The frustrating thing here is that many people who don’t know otherwise would take the meds, which can cause problems in themselves. But also, many people are being tarred with the same brush. The typical western diet contains up to 20 times more LDL than HDL. This is down to the things people eat, how it’s prepared and generally the outright quality of the finished product. If people are naturally consuming foods with 20 times more LDL within, it seems pretty obvious that your chances of developing a high cholesterol are going to rocket, and in this case due to a high count of LDL. I think the medical professionals need to speak up and stop painting the roses red. Switching to skimmed milk (deemed unhealthy in its self) and avoiding cheese or dairy isn’t the way to combat this.
Age, activity, obesity, diabetes, smoking, and poor diet are contributors to high cholesterol.
Fortunately my family member isn’t obese, suffer from diabetes or a smoker. Their professional role is fairly active and their diet on the whole is pretty good, or at least not bad enough that skimmed milk and skipping baby bells is going to make a difference. Here’s why.
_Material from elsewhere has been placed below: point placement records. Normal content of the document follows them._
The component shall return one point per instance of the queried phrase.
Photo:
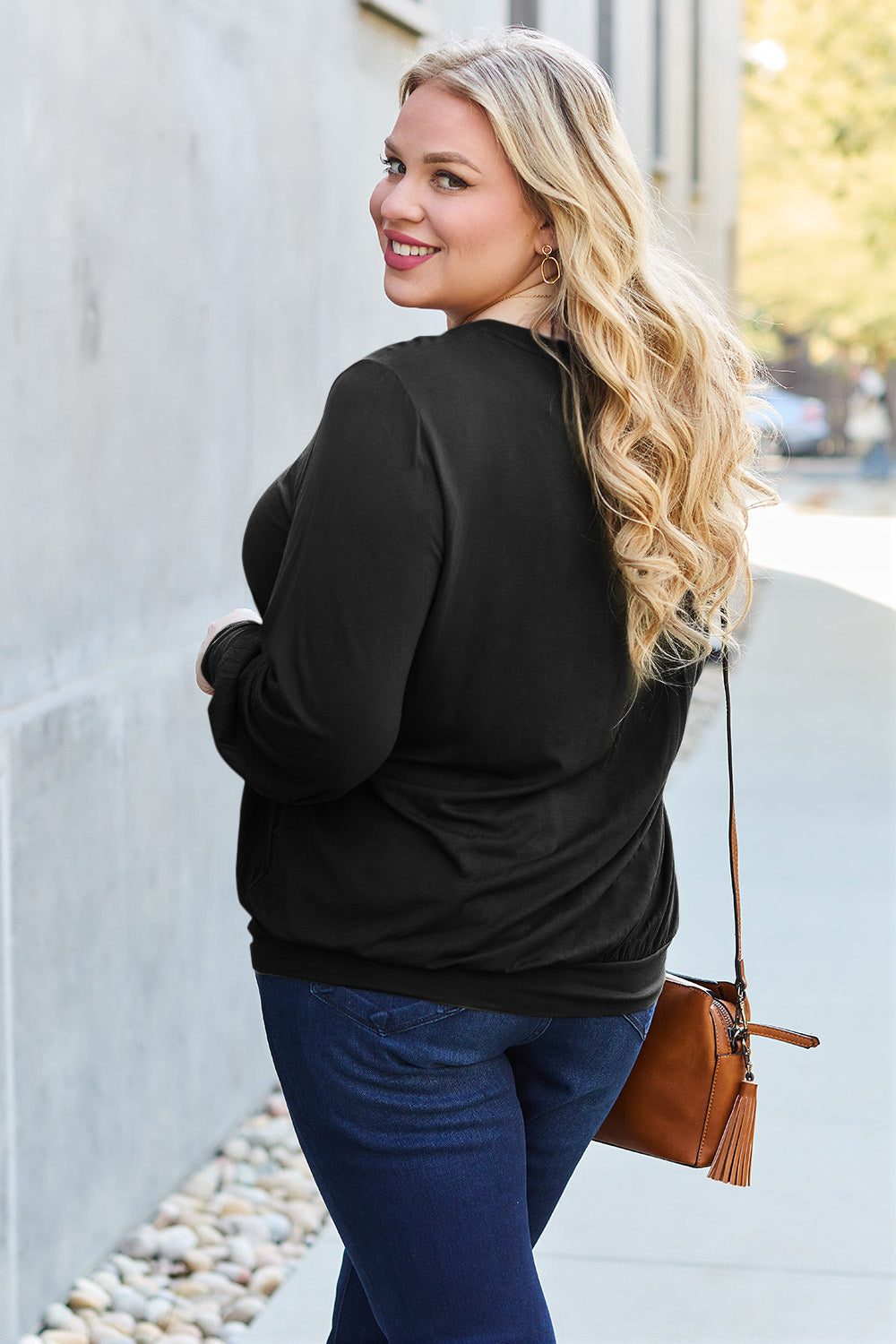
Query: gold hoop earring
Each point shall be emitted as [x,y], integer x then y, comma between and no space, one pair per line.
[547,252]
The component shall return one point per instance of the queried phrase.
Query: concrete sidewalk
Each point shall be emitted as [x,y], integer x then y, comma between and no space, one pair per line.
[640,1252]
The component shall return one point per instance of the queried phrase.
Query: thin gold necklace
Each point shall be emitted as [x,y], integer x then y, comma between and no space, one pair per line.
[514,293]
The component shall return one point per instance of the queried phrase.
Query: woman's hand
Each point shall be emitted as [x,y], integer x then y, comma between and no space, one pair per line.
[242,613]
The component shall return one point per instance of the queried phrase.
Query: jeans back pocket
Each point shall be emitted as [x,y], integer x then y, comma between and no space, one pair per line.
[382,1012]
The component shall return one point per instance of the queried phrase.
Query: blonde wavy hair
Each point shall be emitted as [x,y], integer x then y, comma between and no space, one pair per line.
[657,382]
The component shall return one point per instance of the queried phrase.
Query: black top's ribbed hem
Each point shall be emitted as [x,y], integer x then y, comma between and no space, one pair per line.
[599,989]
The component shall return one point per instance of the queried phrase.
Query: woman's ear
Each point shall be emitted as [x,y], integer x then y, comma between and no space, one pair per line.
[547,236]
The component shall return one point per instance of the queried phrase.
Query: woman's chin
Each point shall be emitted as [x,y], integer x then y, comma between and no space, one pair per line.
[403,295]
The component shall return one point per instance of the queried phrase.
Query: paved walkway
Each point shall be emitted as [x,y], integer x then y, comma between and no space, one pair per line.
[643,1253]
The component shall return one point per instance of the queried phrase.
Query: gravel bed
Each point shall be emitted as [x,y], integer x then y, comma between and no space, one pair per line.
[211,1257]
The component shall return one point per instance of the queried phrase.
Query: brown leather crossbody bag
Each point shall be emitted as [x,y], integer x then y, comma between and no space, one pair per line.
[691,1097]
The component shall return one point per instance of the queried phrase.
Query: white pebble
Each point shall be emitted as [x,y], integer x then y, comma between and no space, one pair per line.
[147,1333]
[102,1333]
[177,1239]
[252,1226]
[61,1317]
[123,1322]
[234,1331]
[86,1293]
[231,1204]
[108,1279]
[236,1273]
[198,1260]
[158,1311]
[169,1211]
[242,1252]
[126,1298]
[209,1320]
[217,1285]
[245,1174]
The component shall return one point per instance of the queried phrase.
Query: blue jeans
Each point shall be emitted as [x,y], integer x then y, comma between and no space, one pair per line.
[441,1140]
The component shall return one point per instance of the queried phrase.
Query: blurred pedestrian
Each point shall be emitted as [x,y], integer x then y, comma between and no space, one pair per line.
[485,591]
[868,425]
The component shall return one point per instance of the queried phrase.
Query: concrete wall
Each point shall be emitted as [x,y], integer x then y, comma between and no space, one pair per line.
[187,263]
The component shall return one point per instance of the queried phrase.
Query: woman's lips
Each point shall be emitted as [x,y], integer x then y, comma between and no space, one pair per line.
[405,263]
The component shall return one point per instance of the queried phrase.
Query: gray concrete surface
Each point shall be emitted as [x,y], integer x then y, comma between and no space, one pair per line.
[643,1253]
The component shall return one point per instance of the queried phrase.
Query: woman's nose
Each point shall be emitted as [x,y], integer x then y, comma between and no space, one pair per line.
[402,202]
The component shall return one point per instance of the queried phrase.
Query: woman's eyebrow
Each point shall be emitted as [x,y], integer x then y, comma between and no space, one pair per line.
[438,156]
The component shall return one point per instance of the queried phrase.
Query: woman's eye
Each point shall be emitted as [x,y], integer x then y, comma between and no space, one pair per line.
[450,182]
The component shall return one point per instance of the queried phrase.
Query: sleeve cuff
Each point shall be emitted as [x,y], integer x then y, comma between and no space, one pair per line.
[220,645]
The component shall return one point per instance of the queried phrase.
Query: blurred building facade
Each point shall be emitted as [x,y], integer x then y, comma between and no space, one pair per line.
[187,263]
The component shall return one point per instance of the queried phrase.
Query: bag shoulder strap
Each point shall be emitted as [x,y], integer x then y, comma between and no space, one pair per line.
[740,975]
[743,1027]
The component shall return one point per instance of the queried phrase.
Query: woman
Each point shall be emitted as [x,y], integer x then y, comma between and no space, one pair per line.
[485,590]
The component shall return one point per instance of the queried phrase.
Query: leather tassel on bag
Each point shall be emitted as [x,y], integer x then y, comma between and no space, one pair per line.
[734,1156]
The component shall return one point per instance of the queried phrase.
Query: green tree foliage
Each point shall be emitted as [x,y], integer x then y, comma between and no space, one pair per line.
[817,236]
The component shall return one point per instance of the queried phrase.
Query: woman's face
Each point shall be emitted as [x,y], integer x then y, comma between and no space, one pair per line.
[450,190]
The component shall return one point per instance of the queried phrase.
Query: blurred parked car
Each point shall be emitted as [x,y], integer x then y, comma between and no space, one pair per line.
[790,422]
Within our macro allowances and tolerances, there is an allocation for sugar consumption. Whilst skimmed milk is low in fat, it’s high in sugar. This means it has a bigger effect on the blood stream in a shorter space of time. High blood sugar levels contribute to the onset of type two diabetes, diabetes can lead to high cholesterol. This is because diabetes has a negative impact on LDL, making it V-LDL (very low density) which in turn has a bigger, negative impact on cholesterol. With regards to skipping dairy or reducing your intake, as I said earlier a moderate approach to its consumption is healthy. This is why animals (and humans) use milk, a lot through infancy for the healthy development for the young.
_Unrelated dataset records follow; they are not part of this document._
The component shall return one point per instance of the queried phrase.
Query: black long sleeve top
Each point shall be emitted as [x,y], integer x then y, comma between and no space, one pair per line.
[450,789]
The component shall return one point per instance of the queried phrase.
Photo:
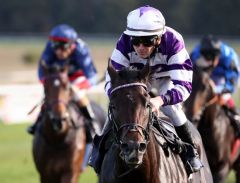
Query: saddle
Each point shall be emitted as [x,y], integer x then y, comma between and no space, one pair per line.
[163,128]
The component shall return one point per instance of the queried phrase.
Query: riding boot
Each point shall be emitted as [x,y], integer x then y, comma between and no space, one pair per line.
[98,152]
[87,154]
[31,129]
[92,127]
[235,120]
[191,158]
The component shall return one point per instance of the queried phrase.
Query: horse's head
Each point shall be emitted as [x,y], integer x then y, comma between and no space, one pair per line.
[201,96]
[57,94]
[130,112]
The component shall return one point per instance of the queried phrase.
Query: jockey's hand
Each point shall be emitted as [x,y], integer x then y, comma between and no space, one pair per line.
[156,102]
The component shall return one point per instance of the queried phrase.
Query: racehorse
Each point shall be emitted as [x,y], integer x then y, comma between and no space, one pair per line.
[214,125]
[136,152]
[60,139]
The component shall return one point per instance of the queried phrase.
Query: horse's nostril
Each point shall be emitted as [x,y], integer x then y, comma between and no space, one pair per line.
[124,147]
[142,147]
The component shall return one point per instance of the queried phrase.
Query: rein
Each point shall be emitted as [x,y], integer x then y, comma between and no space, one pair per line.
[144,132]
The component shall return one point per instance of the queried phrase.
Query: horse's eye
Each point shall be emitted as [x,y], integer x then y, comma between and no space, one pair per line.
[112,106]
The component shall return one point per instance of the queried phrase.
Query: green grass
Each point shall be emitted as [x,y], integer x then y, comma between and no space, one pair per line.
[16,164]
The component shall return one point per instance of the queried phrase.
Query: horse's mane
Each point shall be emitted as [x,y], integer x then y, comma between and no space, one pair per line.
[129,73]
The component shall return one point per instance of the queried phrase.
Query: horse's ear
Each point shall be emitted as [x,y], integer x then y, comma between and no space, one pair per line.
[111,71]
[44,66]
[145,72]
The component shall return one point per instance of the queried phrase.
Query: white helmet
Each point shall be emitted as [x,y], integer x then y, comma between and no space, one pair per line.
[145,21]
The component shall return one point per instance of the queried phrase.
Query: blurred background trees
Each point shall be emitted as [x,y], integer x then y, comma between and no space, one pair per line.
[191,17]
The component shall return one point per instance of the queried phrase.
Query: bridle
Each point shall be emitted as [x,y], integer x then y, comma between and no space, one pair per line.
[130,127]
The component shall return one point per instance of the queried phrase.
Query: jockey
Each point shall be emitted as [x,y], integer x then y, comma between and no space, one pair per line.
[147,37]
[64,46]
[222,63]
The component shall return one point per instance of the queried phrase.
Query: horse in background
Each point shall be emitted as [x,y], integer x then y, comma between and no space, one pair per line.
[214,125]
[60,139]
[137,151]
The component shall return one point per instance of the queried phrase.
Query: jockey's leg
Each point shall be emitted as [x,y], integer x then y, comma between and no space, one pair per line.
[179,120]
[32,128]
[233,114]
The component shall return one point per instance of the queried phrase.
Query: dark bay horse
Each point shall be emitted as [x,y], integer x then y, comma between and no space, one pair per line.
[136,152]
[60,139]
[214,125]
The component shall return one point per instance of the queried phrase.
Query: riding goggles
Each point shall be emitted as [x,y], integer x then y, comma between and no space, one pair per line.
[146,41]
[209,55]
[60,45]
LDL is basically the fat that clogs up our cells, HDL is the fat we use to uphold our system function within the endocrine system. The risk of heart attacks or strokes from high cholesterol are down to the increased likelihood of cells becoming ‘full’ of LDL, to the point where a little nugget of LDL breaks off and gets pushed through the blood stream, eventually getting snagged somewhere and acting as a clot blocking an artery. Unfortunately, people’s ‘mix’ of input, IE activity level, lifestyle, nutrition, smoking etc does lead them to this point but because all of the risk factors are controllable, the levels of cholesterol are also controllable.
The best way to reduce your levels of cholesterol is to avoid processed foods. This unfortunately includes your nacho Mexican themed night starter, or any other potato chips not grown out of the floor. Takeaway meals or ready meals aren’t beneficial either but convenience sometimes favours your plans.Refined basically means ‘man made’ produce. The quality is always questionable. In addition you should take steps to exercise regularly. Nobody is saying you should go from zero activity to training 6 days a week, this process is about slowly changing habits you’ve formed over a long time, those habits that have earned you the high cholesterol in the first place. Everything about the process has a positive impact on pretty much everything else going on in life. More activity means more burned calories. It means you might use some of the fatty foods you’ve consumed. Exercise regulates hormones, improves mood patterns and recovery cycles. A little can go a long way. Skimming your milk and giving cheese the elbow isn’t the way to reduce your cholesterol, and neither is medication.
PS, super spreads should be avoided, as margarine in its self is stacked with LDL. Stick to butter, and be mindful of your portions!